In effect there are two camera/apparatuses. The first is immaterial but not virtual. Although it cannot be held or mounted on a tripod, although it ‘withdraws from view’ that does not make it any less real an object or any less material. Its power to imag(in)e as well as its alliances with other actants in the network, make it real. Its enfolding with practices, structures and temporalities mean that it has a materiality, a location and presence.

This camera/apparatus is best thought of as itself enfolded. It is tempting to use the metaphor of an onion but to do so would perhaps be to invite conceptions of depth, essence and foundation. The camera is built around the ‘digital imag(in)ing pipeline” the process of light becoming data. The jpeg protocol sits between the sensor and the memory card, encoding the data as a jpeg/JFIF image file. In alliance with other in-camera software, jpeg ‘makes decisions’ about colour, white balance, what data to keep and what to lose and renders a common format file to the memory card. Here (in this immaterial camera) the imag(in)ing pipeline is enfolded in the Wi-Fi network relations that Adrian Mackenzie discusses (2010). The jpeg/JFIF file is automatically uploaded via WiFi to photo-sharing sites as well as a folder on a website. The image/imagining is enfolded in the social stream and potentially immediately replicated and distributed as it is copied, shared, downloaded and cached.

The second camera/apparatus is more clearly material. It consists of a digital camera, a WiFi memory card, a router and a ‘computer’. All of these components of the ‘camera/apparatus’ are open to their own media archaeology. Each object is enfolded in its own relations and alliances that position and empower it as a part of ‘wider’ networks – be that global capitalist electronic industries, telco marketing practices or patent, IP and copyright struggles. This second camera/apparatus enables the former camera/apparatus to work. The digital imag(in)ing pipeline is enabled through this material instantiation. Where this camera/apparatus becomes particularly interesting is in the final component, the ‘computer’.

The digital imag(in)ing pipeline apparatus renders a distributed network image/imagining on the Internet (whether ‘on’ Flickr or on a website). This can be engaged with through a window. The window is simultaneously a material device (a PC, a Tablet, a Phone) and an immaterial software apparatus: a browser, a photo management software interface, an archive file structure or a search engine. Each window locates that image/imagining within the distributed imaginary, a fragment. But there is not just a single window in this apparatus. Once that jpeg/JFIF is ‘out there’ there are as many window components as there are network devices – a worldwide swarm (Parikka 2010a) of material phones, tablets, laptops, computers and photo frames as well as immaterial search and archive interfaces, widgets and mashups. (Of course there is a similar distributed widening out of devices at the camera end, but that is different insofar as these can be seen as separate apparatuses, even if they too form a swarm).

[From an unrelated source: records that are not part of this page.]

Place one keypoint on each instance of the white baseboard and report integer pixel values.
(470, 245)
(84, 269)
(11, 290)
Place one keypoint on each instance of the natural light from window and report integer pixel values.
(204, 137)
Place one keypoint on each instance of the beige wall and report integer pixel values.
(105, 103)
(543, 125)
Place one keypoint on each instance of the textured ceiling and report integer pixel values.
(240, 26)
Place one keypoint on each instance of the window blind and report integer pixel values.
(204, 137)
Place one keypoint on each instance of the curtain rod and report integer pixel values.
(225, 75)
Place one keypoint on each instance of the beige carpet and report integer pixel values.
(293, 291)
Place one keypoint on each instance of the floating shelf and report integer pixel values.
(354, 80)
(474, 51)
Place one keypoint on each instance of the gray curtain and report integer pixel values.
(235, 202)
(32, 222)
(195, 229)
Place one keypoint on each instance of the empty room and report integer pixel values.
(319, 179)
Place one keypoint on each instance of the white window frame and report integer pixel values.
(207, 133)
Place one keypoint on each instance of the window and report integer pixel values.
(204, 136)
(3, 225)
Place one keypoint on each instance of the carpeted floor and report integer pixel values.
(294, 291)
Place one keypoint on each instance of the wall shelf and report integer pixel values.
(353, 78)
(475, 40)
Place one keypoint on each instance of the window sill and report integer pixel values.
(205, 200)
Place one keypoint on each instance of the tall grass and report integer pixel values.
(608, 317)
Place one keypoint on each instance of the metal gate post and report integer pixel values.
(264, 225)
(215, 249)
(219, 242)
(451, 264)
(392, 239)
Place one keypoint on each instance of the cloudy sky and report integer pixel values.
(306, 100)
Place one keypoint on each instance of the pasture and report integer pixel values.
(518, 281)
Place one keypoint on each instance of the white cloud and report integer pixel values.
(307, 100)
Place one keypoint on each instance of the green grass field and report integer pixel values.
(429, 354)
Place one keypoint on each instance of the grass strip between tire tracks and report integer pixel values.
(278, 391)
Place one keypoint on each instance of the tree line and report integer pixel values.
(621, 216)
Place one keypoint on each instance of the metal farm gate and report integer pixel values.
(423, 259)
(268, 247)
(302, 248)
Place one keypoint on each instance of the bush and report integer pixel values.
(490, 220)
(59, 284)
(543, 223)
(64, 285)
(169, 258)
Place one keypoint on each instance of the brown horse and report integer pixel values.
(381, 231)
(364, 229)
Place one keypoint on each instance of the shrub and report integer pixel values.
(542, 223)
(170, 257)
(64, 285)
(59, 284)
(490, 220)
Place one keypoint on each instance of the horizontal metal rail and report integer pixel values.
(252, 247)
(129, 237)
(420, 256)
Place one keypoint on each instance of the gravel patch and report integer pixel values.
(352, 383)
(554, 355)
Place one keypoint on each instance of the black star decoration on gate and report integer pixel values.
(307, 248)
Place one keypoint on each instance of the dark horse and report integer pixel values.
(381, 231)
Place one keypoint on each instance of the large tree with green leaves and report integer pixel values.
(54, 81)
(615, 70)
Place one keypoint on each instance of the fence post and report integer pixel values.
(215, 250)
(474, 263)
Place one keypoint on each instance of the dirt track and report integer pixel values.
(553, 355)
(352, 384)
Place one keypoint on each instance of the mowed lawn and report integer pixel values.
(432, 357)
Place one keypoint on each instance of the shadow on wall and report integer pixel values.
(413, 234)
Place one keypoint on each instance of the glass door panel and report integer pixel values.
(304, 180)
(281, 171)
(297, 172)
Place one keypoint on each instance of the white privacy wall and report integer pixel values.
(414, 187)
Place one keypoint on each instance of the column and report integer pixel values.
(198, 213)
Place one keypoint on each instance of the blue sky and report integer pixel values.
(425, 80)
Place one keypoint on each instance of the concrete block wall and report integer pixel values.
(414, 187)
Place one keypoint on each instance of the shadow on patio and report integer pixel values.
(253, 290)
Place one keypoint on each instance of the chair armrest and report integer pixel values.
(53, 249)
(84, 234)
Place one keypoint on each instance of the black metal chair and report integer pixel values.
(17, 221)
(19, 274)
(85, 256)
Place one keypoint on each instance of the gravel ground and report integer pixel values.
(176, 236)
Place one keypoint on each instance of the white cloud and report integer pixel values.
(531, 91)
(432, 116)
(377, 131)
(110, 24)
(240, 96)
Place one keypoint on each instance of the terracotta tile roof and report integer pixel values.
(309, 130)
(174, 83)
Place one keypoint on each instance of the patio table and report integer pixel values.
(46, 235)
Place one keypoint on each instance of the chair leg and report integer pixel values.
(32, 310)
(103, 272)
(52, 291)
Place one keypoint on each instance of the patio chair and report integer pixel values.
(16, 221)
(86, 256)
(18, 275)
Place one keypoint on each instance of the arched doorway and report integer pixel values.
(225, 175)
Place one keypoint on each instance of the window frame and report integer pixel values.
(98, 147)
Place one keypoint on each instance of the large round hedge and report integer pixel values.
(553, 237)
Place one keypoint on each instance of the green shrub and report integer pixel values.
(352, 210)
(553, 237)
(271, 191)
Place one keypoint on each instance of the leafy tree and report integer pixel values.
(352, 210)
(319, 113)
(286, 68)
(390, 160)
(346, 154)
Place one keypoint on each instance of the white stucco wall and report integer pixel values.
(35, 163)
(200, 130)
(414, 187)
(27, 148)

There is one final camera/apparatus in operation. A broken imag(in)ing device. A failure. The only difference is that within the ‘digital imag(in)ing pipeline’ the light becomes data and then networked data but bypasses jpeg. The RAW data is written to the card and uploaded through WiFi to the distributed Web where it remains ‘unvisible’. The windows cannot see it. The browsers cannot render it. Although the RAW-encoded file remains enfolded in its own structural, commercial and political/economic alliances, these are different than those of the jpeg/JFIF file. They are less pervasive, perhaps less power-full.

The broken (RAW) camera highlights the operation of the working (jpeg/JFIF) apparatus, particularly when both cameras are enfolded in the same device, when pressing the button takes a picture with both.

  • Mackenzie, A., 2010, Wirelessness: Radical Empiricism In Network Cultures, MIT Press, Cambridge, Mass..
  • Parikka, J., 2010, Insect Media: An Archaeology Of Animals And Technology, University of Minnesota Press, Minneapolis.